# Dropdown-Menü wie auf der Eclipse-Toolbar



## stern1001 (2. Jan 2009)

Hallo zusammen,

ich wünsche zunächst allen ein wunderschönes und hoffentlich erfolgreiches neues Jahr 2009! Hoffe ihr habt es gut angefangen...  :wink: 

So, nun hab ich mal eine Einschätzungsfrage. Da hier einige Eclipse nutzen, könnte ich mir vorstellen, dass der Ein oder Andere meine Fragestellung verstehen kann ;-)

Ich würde gerne wissen, wie ich ein Dropdown-Schaltfläche wie sie zu Hauf auf der Toolbar von Eclipse herumfliegen erzeugen kann. Ich bin mir nich ganz sicher, ob es sich hierbei um eine angepasste JComboBox oder um einen Dialog handelt. Kann mir hier jemand einen Tipp geben?

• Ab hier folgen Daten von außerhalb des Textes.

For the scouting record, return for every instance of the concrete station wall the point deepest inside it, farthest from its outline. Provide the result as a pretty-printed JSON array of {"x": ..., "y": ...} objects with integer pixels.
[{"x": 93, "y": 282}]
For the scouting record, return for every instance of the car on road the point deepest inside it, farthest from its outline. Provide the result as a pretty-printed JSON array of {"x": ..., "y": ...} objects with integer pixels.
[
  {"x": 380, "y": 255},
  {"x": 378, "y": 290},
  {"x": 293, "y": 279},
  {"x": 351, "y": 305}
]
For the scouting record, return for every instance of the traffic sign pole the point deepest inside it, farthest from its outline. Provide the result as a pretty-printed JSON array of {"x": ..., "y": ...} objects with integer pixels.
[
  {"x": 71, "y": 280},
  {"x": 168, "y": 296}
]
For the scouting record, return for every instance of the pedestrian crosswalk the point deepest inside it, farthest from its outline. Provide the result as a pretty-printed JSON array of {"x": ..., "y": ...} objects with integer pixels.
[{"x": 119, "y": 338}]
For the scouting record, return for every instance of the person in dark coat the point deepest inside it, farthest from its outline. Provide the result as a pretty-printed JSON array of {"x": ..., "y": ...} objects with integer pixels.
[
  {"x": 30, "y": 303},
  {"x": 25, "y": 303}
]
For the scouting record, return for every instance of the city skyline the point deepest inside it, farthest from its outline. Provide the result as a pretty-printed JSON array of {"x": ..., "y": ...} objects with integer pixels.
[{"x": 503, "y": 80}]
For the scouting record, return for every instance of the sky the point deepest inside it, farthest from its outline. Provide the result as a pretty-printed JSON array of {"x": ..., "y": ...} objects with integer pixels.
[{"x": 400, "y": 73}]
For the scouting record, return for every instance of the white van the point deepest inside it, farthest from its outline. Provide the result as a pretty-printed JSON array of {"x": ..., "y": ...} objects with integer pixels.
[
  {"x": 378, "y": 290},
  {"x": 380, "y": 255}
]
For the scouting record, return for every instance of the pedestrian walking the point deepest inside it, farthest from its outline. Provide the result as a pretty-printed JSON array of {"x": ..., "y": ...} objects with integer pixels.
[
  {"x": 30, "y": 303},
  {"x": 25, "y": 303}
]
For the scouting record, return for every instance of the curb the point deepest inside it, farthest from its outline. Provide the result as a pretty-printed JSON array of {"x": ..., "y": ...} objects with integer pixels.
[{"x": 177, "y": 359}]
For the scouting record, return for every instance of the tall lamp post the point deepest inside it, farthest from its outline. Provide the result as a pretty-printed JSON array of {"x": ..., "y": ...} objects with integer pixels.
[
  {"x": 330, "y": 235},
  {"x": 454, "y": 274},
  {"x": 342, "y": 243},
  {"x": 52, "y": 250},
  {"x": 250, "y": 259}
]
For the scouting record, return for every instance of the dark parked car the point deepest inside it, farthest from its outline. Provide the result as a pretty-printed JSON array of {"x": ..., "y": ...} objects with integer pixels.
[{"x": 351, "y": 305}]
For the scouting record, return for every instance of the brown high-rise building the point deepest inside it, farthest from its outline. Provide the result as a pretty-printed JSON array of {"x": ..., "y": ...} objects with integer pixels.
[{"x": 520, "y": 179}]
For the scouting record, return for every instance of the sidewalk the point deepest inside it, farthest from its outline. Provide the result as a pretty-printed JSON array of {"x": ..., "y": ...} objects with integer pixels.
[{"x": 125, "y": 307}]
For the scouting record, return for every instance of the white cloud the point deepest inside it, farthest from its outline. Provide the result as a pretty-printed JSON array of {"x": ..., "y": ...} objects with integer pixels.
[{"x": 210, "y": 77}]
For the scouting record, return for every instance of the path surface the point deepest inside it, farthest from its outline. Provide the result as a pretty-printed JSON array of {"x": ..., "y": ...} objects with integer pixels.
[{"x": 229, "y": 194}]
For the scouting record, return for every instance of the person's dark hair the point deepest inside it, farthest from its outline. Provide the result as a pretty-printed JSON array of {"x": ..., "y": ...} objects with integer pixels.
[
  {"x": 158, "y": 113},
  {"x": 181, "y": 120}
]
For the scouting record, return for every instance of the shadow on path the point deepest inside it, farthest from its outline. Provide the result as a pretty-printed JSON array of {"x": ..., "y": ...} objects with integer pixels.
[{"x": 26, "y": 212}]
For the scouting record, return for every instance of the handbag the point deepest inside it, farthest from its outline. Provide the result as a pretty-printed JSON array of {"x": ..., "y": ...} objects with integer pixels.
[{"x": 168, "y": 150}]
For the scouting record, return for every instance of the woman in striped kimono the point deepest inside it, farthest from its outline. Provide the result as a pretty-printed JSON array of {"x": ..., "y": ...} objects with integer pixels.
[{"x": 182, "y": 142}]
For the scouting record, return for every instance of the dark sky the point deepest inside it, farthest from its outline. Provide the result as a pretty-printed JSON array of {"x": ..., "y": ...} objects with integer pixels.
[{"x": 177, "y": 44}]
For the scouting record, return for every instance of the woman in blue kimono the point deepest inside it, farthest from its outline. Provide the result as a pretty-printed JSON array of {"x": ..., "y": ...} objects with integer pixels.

Vielen Dank und liebe Grüße
Steffi


----------



## hdi (2. Jan 2009)

Wenn wir von dem selben reden, ist das denke ich einfach ein JPanel, das mit FlowLayout
zwei Komponenten nebeneinander anzeigt:

Links einen JButton, und rechts daneben eine JComboBox.
Beides ohne Titel aber dafür mit einem Icon (Das JComboBox Icon zB nur ein Pfeil nach unten)


----------



## Gast2 (2. Jan 2009)

Ich glaube eher es sind 2Buttons und ein JPopmenu....
machst einfache eigene Klasse die von JPanel erbt mit 2membervariablen 2 mal JButton und 1JPopupmenu. gibst dem Panel ein BoderLayout ins center ein Button und eins in East(Pfeil) wenn man auf den Pfeil klickt geht das PopMenu auf...


----------



## Tobias (2. Jan 2009)

In Eclipse selbst ist es weder noch, die benutzen nämlich SWT.


----------



## Gast2 (3. Jan 2009)

Schon klar die Komponente gibt es aber in Swing nicht...


----------



## Guest (4. Jan 2009)

Hallo,

in Eclipse werden Toolbar mit Toolitems verwendet. Menu und MenuItems fügen das Menü hinzu.

Bsp 

http://www.java2s.com/Code/Java/SWT-JFace-Eclipse/Thisclasscreatesacomplextoolbar.htm

grüsse


----------



## Gast2 (4. Jan 2009)

in eclipse werden toolbars z.B. durch commands und Actions gemacht
http://www.vogella.de/articles/RichClientPlatform/article.html siehe punkt 6.4...
Um die SWT Komponente zu machen brauchst du deb SWT.DROP_DROWN Style...
Aber so eine Komponente gibt es in Swing nicht...


----------



## stern1001 (5. Jan 2009)

@all: WOW, vielen lieben Dank für all die guten Antworten. Ich hab nun einiges zu testen ;-)

Liebe Grüße
Steffi


----------